I’m a fan of Childish Gambino. I enjoyed Camp when damn near nobody else in the music blogosphere did. I thought Royalty was strong even if that tape also felt false at times. I think that Because The Internet was the strongest record of Gambino’s career. The production was elite and ambitious, the raps weren’t groundbreaking but the music felt soulful and personal. Despite this, the album felt too neat and incomplete; once again I was left with the feeling that I often feel after listening to every Gambino record, “he’s getting better but he’s still not there.”
Childish Gambino is a rapper that seems permanently on the cusp of puberty. He gives you enough flashes to believe that there’s a great musician hiding there but those flashes come out inconsistently enough to ever really enjoy him as an artist. The last song on BTI, “The Biggest Troll”, includes Gambino in a moment of quivering, naked emotion whispers “I don’t know who I am anymore” and it’s an easy thing to believe when all of his songs reveal that same truth.
One of the things that drew me to Gambino was his lost and depressed rap persona. As a lost depressed adult myself, I could appreciate someone who reminded me of my own feelings. I saw myself in him but, the one thing that acted as a deterrence for me has been how in flux he always seems on record. As an artist, if you can only accomplish one thing I would hope that thing is knowledge of self. More than not knowing who he is, Gambino doesn’t seem to know who he wants to be. It’s clear from his tweets and his interviews that he cares a lot about what people think of him and it bothers him the way people question his blackness. These are understandable concerns but at a certain point if you let everyone else tell you who to be you’ll become nothing.
I listened to Gambino’s Kauai EP. I enjoyed it for the most part even though a couple of the songs were a bit soggy. Gambino feels the most at home when he’s singing. You can hear his vulnerability and bare soul, while his raps feel like a mask put on to make himself more comfortable around other people. I’d like to here the vulnerable Gambino more: it’s a shame that he feels the need to posture and present himself as tougher than he is. It’s understandable though–rap was built on that sort of posturing–not everyone is believable at it though.

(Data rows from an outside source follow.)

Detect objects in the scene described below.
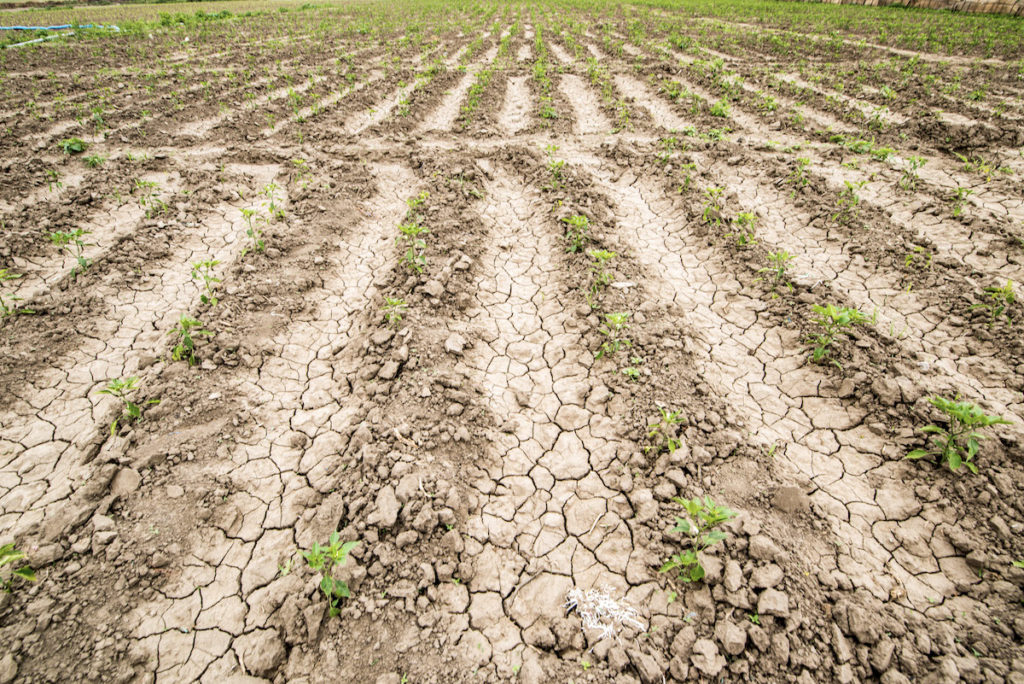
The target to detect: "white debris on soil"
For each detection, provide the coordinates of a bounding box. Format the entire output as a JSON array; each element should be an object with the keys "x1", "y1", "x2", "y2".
[{"x1": 565, "y1": 587, "x2": 647, "y2": 650}]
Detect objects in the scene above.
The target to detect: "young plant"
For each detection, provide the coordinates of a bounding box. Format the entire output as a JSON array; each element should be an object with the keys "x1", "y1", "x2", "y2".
[
  {"x1": 0, "y1": 544, "x2": 36, "y2": 594},
  {"x1": 395, "y1": 221, "x2": 430, "y2": 273},
  {"x1": 725, "y1": 211, "x2": 758, "y2": 247},
  {"x1": 643, "y1": 407, "x2": 686, "y2": 454},
  {"x1": 49, "y1": 228, "x2": 91, "y2": 279},
  {"x1": 0, "y1": 268, "x2": 35, "y2": 318},
  {"x1": 562, "y1": 214, "x2": 590, "y2": 252},
  {"x1": 97, "y1": 376, "x2": 160, "y2": 437},
  {"x1": 383, "y1": 297, "x2": 408, "y2": 326},
  {"x1": 701, "y1": 187, "x2": 726, "y2": 226},
  {"x1": 46, "y1": 169, "x2": 63, "y2": 193},
  {"x1": 544, "y1": 144, "x2": 565, "y2": 190},
  {"x1": 807, "y1": 304, "x2": 869, "y2": 369},
  {"x1": 785, "y1": 157, "x2": 811, "y2": 198},
  {"x1": 594, "y1": 313, "x2": 633, "y2": 360},
  {"x1": 191, "y1": 259, "x2": 220, "y2": 306},
  {"x1": 949, "y1": 185, "x2": 974, "y2": 217},
  {"x1": 758, "y1": 250, "x2": 794, "y2": 295},
  {"x1": 241, "y1": 209, "x2": 266, "y2": 257},
  {"x1": 903, "y1": 245, "x2": 932, "y2": 270},
  {"x1": 971, "y1": 281, "x2": 1017, "y2": 328},
  {"x1": 59, "y1": 138, "x2": 89, "y2": 155},
  {"x1": 906, "y1": 396, "x2": 1010, "y2": 474},
  {"x1": 658, "y1": 497, "x2": 736, "y2": 582},
  {"x1": 168, "y1": 313, "x2": 213, "y2": 366},
  {"x1": 302, "y1": 530, "x2": 359, "y2": 617},
  {"x1": 899, "y1": 157, "x2": 928, "y2": 190},
  {"x1": 587, "y1": 250, "x2": 615, "y2": 297},
  {"x1": 831, "y1": 180, "x2": 867, "y2": 225}
]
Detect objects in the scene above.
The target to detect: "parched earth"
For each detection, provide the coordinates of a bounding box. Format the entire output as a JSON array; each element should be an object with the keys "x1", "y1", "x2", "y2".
[{"x1": 0, "y1": 5, "x2": 1024, "y2": 684}]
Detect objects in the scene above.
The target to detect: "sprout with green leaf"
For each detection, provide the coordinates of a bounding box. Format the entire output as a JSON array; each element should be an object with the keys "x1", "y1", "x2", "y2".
[
  {"x1": 906, "y1": 396, "x2": 1010, "y2": 474},
  {"x1": 302, "y1": 530, "x2": 359, "y2": 617},
  {"x1": 658, "y1": 497, "x2": 736, "y2": 582}
]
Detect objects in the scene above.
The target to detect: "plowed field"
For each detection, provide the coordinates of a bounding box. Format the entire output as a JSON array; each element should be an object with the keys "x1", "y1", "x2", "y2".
[{"x1": 0, "y1": 0, "x2": 1024, "y2": 684}]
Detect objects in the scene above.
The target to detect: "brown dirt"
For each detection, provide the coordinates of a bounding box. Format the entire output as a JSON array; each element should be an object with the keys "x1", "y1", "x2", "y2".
[{"x1": 0, "y1": 6, "x2": 1024, "y2": 684}]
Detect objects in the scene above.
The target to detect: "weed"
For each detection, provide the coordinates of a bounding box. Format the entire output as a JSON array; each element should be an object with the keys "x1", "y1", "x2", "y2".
[
  {"x1": 302, "y1": 530, "x2": 359, "y2": 617},
  {"x1": 594, "y1": 312, "x2": 633, "y2": 360},
  {"x1": 643, "y1": 407, "x2": 686, "y2": 455},
  {"x1": 701, "y1": 187, "x2": 726, "y2": 226},
  {"x1": 562, "y1": 214, "x2": 590, "y2": 252},
  {"x1": 544, "y1": 144, "x2": 565, "y2": 190},
  {"x1": 971, "y1": 281, "x2": 1017, "y2": 328},
  {"x1": 395, "y1": 220, "x2": 430, "y2": 273},
  {"x1": 785, "y1": 157, "x2": 811, "y2": 198},
  {"x1": 906, "y1": 396, "x2": 1010, "y2": 474},
  {"x1": 0, "y1": 544, "x2": 36, "y2": 594},
  {"x1": 758, "y1": 250, "x2": 794, "y2": 294},
  {"x1": 831, "y1": 180, "x2": 867, "y2": 225},
  {"x1": 191, "y1": 259, "x2": 220, "y2": 306},
  {"x1": 0, "y1": 268, "x2": 35, "y2": 318},
  {"x1": 903, "y1": 245, "x2": 932, "y2": 270},
  {"x1": 49, "y1": 228, "x2": 91, "y2": 279},
  {"x1": 725, "y1": 211, "x2": 758, "y2": 247},
  {"x1": 658, "y1": 497, "x2": 736, "y2": 582},
  {"x1": 59, "y1": 138, "x2": 89, "y2": 155},
  {"x1": 807, "y1": 304, "x2": 869, "y2": 368},
  {"x1": 241, "y1": 209, "x2": 266, "y2": 257},
  {"x1": 899, "y1": 157, "x2": 928, "y2": 190},
  {"x1": 46, "y1": 169, "x2": 63, "y2": 193},
  {"x1": 97, "y1": 376, "x2": 160, "y2": 437},
  {"x1": 949, "y1": 185, "x2": 974, "y2": 217},
  {"x1": 168, "y1": 313, "x2": 213, "y2": 366},
  {"x1": 383, "y1": 297, "x2": 408, "y2": 326}
]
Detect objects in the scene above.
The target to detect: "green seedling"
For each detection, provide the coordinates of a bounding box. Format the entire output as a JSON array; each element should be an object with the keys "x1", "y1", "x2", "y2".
[
  {"x1": 49, "y1": 228, "x2": 91, "y2": 279},
  {"x1": 241, "y1": 209, "x2": 266, "y2": 257},
  {"x1": 903, "y1": 245, "x2": 932, "y2": 270},
  {"x1": 594, "y1": 313, "x2": 633, "y2": 359},
  {"x1": 395, "y1": 221, "x2": 430, "y2": 273},
  {"x1": 831, "y1": 180, "x2": 867, "y2": 225},
  {"x1": 949, "y1": 185, "x2": 974, "y2": 217},
  {"x1": 643, "y1": 407, "x2": 686, "y2": 455},
  {"x1": 906, "y1": 396, "x2": 1010, "y2": 474},
  {"x1": 544, "y1": 144, "x2": 565, "y2": 190},
  {"x1": 302, "y1": 530, "x2": 359, "y2": 617},
  {"x1": 383, "y1": 297, "x2": 408, "y2": 326},
  {"x1": 758, "y1": 250, "x2": 794, "y2": 295},
  {"x1": 971, "y1": 281, "x2": 1017, "y2": 328},
  {"x1": 168, "y1": 313, "x2": 213, "y2": 366},
  {"x1": 46, "y1": 169, "x2": 63, "y2": 193},
  {"x1": 785, "y1": 157, "x2": 811, "y2": 198},
  {"x1": 562, "y1": 214, "x2": 590, "y2": 252},
  {"x1": 807, "y1": 304, "x2": 869, "y2": 369},
  {"x1": 701, "y1": 187, "x2": 726, "y2": 226},
  {"x1": 0, "y1": 268, "x2": 35, "y2": 318},
  {"x1": 899, "y1": 157, "x2": 928, "y2": 190},
  {"x1": 97, "y1": 376, "x2": 160, "y2": 437},
  {"x1": 658, "y1": 497, "x2": 736, "y2": 582},
  {"x1": 725, "y1": 211, "x2": 758, "y2": 247},
  {"x1": 711, "y1": 99, "x2": 729, "y2": 119},
  {"x1": 191, "y1": 259, "x2": 220, "y2": 306},
  {"x1": 0, "y1": 544, "x2": 36, "y2": 594},
  {"x1": 587, "y1": 250, "x2": 615, "y2": 297},
  {"x1": 59, "y1": 138, "x2": 89, "y2": 155}
]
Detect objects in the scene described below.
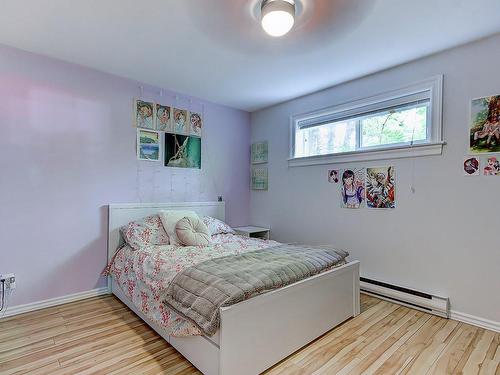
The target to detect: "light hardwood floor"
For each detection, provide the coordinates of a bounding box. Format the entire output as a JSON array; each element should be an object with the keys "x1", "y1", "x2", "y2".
[{"x1": 0, "y1": 295, "x2": 500, "y2": 375}]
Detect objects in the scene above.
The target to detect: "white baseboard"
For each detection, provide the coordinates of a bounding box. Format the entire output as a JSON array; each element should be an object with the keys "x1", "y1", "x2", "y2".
[
  {"x1": 0, "y1": 286, "x2": 109, "y2": 318},
  {"x1": 450, "y1": 310, "x2": 500, "y2": 332},
  {"x1": 361, "y1": 291, "x2": 500, "y2": 332}
]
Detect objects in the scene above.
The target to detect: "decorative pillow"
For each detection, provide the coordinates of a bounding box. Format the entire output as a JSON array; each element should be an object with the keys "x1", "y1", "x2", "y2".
[
  {"x1": 203, "y1": 216, "x2": 236, "y2": 236},
  {"x1": 175, "y1": 216, "x2": 210, "y2": 246},
  {"x1": 159, "y1": 210, "x2": 199, "y2": 245},
  {"x1": 120, "y1": 215, "x2": 169, "y2": 250}
]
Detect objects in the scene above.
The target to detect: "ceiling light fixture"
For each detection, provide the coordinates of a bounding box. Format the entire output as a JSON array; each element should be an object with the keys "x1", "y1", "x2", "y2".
[{"x1": 260, "y1": 0, "x2": 295, "y2": 37}]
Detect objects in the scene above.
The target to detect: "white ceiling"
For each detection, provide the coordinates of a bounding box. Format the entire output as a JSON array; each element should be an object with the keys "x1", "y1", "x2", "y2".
[{"x1": 0, "y1": 0, "x2": 500, "y2": 111}]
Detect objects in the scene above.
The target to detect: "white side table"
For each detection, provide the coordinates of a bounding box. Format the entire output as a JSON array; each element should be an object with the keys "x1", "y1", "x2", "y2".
[{"x1": 233, "y1": 225, "x2": 271, "y2": 240}]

I’ve dealt with depression for most of my life. It’s a disease that seeps inside of you and takes over; you begin to believe that everything you are is wrong and negative and you cling to anything that will confirm the opposite. Everything I’ve read about and listened to from Gambino tells me that he’s cling to an idea of him being something worthwhile–anything but himself. As an artist, my hope is that he can get a better grip of who he is and make music that feels full and engaging. As his BTI tour has proven, he’s a huge artist with a huge fanbase. He doesn’t need me or any other blogger to tell him how to be. Despite that, I can see him and hear his music and know his truth. He’s still looking for himself as an artist and until he embraces this fact, he’ll always be in flux. At the end of Camp he talks about how he never got off the bus, maybe it’s time for him to make that first step out.